In patients with difficult biliary cannulation with appropriate papillary structure and configuration, NKF should be used as the first choice in experienced hands because of high biliary cannulation success and low Post-ERCP pancreatitis risk.
内镜逆行胰胆管造影术(ERCP)是许多胆道疾病的重要治疗手段。选择性胆管插管是治疗过程的第一步。针状刀乳头切开术(NKF)和传统预切开乳头括约肌切开术(CPS)广泛应用于困难的胆管插管。然而,它们的有效性和安全性存在不同的结果。本研究旨在比较两种方法在插管成功率和不良事件谱方面的差异。

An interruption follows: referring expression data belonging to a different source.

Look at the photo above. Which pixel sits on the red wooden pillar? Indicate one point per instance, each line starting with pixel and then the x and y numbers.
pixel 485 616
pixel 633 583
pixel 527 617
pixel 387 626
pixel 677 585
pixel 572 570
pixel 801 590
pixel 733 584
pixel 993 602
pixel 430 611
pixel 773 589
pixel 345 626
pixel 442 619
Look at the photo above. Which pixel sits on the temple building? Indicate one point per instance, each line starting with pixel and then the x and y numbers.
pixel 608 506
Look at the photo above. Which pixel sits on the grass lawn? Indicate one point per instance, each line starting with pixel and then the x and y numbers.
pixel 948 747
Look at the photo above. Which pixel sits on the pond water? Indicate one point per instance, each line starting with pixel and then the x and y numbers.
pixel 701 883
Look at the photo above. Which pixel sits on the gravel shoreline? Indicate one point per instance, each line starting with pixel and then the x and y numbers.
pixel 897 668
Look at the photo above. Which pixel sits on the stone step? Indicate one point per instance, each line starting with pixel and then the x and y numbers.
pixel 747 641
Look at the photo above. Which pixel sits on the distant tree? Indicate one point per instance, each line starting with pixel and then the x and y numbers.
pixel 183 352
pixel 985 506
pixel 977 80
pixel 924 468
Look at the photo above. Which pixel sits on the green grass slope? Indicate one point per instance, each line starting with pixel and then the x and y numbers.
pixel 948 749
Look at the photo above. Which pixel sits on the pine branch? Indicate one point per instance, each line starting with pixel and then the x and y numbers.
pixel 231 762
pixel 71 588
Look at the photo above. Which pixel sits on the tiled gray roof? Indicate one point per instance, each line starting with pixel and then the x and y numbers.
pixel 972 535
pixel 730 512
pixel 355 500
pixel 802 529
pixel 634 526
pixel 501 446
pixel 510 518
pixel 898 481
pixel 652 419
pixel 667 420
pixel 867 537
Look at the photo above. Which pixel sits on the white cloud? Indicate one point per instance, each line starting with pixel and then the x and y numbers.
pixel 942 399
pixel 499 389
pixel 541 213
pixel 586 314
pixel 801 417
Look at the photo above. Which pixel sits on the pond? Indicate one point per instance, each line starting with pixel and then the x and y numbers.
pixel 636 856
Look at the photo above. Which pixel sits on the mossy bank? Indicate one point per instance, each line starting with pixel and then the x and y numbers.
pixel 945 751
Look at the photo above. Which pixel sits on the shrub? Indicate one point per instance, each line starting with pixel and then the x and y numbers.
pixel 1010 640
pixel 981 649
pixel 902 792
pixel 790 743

回顾性纳入 3 年内由同一位经验丰富的内镜医生进行胆管 ERCP 的所有符合条件的初治乳头患者。所有患者均采用带导丝的括约肌切开刀进行标准胆管插管。如果标准插管在 5 分钟内失败,或者尽管尝试了 5 次,或者导丝插入胰管 5 次,均认为插管困难。对于困难的胆管插管患者,根据乳头的结构和形态,除了意外的胰管插管外,还采用了三种方法:(1)NKF,(2)CPS,(3)双导丝技术或导丝定向/预切开后胰管支架置入。排除后者是为了能够直接比较 NKF 和 CPS 组。
共纳入 644 例患者,排除 103 例患者后,对 541 例患者进行了分析。平均(SD)年龄为 60.4(18.2)岁,257(47.5%)例患者为男性。366 例(67.6%)患者标准插管成功,175 例(32.4%)患者胆管插管困难。101 例(57.7%)患者行 NKF,首次 ERCP 成功率为 100%。相比之下,74 例(42.3%)患者行 CPS,插管成功率(79.7%)低于 NKF(P<0.001)。CPS 组(9.5%)的 post-ERCP 胰腺炎发生率高于 NKF 组(3.0%)(P=0.063)。两组的出血和胆管炎发生率相似。
在具有适当乳头结构和形态的困难胆管插管患者中,在有经验的医生手中,NKF 应作为首选,因为它具有较高的胆管插管成功率和较低的 post-ERCP 胰腺炎风险。